Uniq, comm e join 3 comandi per la CLI di Linux

Apr 292012

Questi piccoli comandi non sono così noti, ma penso che possano fare miracoli per voi quando si deve lavorare da terminale su file di testo e avete bisogno di confrontarli, o fare operazioni sulle linee contenute in 1 file o unire 2 file applicando alcuni criteri .

In questo articolo vi mostrerò le opzioni più comuni per questi comandi e alcuni esempi pratici su come usarli.

Uniq

Questo comando consente di filtrare righe adiacenti provnienti da INPUT (o standard input), scrivendo su OUTPUT (o sullo standard output).
Senza opzioni, le linee corrispondenti sono unite alla prima occorrenza.

Opzioni utili:

-c, – count
antepone alle linee il numero di occorrenze

-d, – repeated
stampa solo le righe doppie

-D, –all-repeated[=delimit-method]
stampa tutte le linee duplicate
delimit-method = {none (default), prepend,separate} la delimitazione viene effettuata con righe vuote

-f, – skip-fields = N
evita di confrontare i primi N campi

-i, – ignore-case
ignora le differenze tra maiuscole e minuscole

-s, – skip-chars = N
evita di confrontare i primi N caratteri

-w, – check-chars = N
confrontare non più di N caratteri per linea

Vediamo alcuni esempi applicati ad un file come questo (file.txt):

aa bb cc
aa bb
aa
cc bb
fe fe fe
aa bb fe
aa bb
cc bb
12 34

Uniq compara solo le linee adiacenti, quindi come prima cosa dovete usare il comando sort per ordinare il contenuto del file e quindi inviare l’output di questo comando ad uniq con una pipe:

root@xubuntu-home:/tmp/article# sort file.txt |uniq
12 34
aa
aa bb
aa bb cc
aa bb fe
cc bb
fe fe fe

Nell’output uniq ha tolto 2 linee dal file originale, se volete vedere il numero di occorrenze di una linea è possibile utilizzare il parametro -c

root@xubuntu-home:/tmp/article# sort file.txt |uniq -c
      1 12 34
      1 aa
      2 aa bb
      1 aa bb cc
      1 aa bb fe
      2 cc bb
      1 fe fe fe

The option -c is really useful and can be used to count a number of thing like:

– Process per user: ps hax -o user | sort | uniq -c

       2 avahi
      1 colord
      1 daemon
     60 linuxaria
      1 messagebus
      2 postfix
     82 root
      1 rtkit
      1 syslog

– Number and type of active connection: netstat -ant | awk '{print $NF}' | grep -v '[a-z]' | sort | uniq -c

49 ESTABLISHED
  6 LISTEN
 25 TIME_WAIT

Ma ora torniamo sul nostro file, se vogliamo confrontare solo i primi 2 caratteri possiamo usare file.txt sort | uniq- w 2 e l’output sarà:

12 34
aa
cc bb
fe fe fe

Comm

Il comando comm è un programma di utilità che viene utilizzato per confrontare due file per cercare le linee comuni e distinte.
comm legge due file in input, considerati come linee di testo. comm restituisce un unico file, che contiene tre colonne.

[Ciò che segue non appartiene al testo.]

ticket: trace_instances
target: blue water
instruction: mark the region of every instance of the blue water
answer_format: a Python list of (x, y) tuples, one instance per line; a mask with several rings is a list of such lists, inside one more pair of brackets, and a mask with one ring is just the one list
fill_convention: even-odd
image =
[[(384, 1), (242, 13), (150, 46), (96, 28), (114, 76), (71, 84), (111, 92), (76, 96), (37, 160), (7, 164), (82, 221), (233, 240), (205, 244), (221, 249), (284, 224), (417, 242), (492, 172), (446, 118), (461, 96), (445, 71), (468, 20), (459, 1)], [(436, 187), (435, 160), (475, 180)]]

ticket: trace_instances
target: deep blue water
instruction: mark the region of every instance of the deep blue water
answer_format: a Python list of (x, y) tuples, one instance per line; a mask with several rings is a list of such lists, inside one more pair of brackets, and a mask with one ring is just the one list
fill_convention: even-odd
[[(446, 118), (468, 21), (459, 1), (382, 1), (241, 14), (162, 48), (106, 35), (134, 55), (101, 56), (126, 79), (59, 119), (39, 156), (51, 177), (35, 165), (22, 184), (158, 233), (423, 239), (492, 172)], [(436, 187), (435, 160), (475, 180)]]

Le prime due colonne contengono le linee uniche per il primo e secondo file, rispettivamente. L’ultima colonna contiene le righe comuni a entrambi.

Come uniq , comm si aspetta che le linee siano ordinate, così anche con questo comando useremo il comando sort .

Dalla man page di COMM(1) man page, le opzioni disponibili sono:

-1 toglie le linee uniche nel FILE1
-2 toglie le linee uniche nel FILE2
-3 toglie le linee che sono in entrambi i file

Quindi se abbiamo come file di ingresso:

# cat file.txt
aa bb cc
aa bb
aa
cc bb
fe fe fe
aa bb fe
aa bb
cc bb
 
# cat file2.txt
 
aa bb cc
aa bb dd
aa 22
cc bb 33
fe fe fe fe
aa bb fe
aa bb
cc bb 11

Per trovare solo le linee che sono comuni ad entrambi i file
Prima mettiamo in ordine con sort i file in file temporanei:

#sort file.txt > file.txt.sorted
#sort file2.txt > file2.txt.sorted

Adesso possiamo compararli:

#comm file.txt.sorted file2.txt.sorted
aa bb
aa bb cc
aa bb fe

Con la sostituzione dei processi possiamo fare tutto questo in un’unica riga ed avere lo stesso risultato:

# comm -12 < (sort file.txt) <(sort file2.txt)

Notare che senza l’opzione -12 avremmo avuto un output simile a questo:

# comm < (sort file.txt) <(sort file2.txt)
12 34
aa
	aa 22
		aa bb
aa bb
		aa bb cc
	aa bb dd
		aa bb fe
cc bb
cc bb
	cc bb 11
	cc bb 33
fe fe fe
	fe fe fe fe

Join

Il comando join accetta come input due file di testo e una serie di opzioni. Se a riga di comando nessun argomento è dato, questo comando cerca una coppia di linee dai due file aventi lo stesso primo campo (una sequenza di caratteri che sono diversi dallo spazio), ed emette una linea composto del primo campo seguito dal resto delle due linee.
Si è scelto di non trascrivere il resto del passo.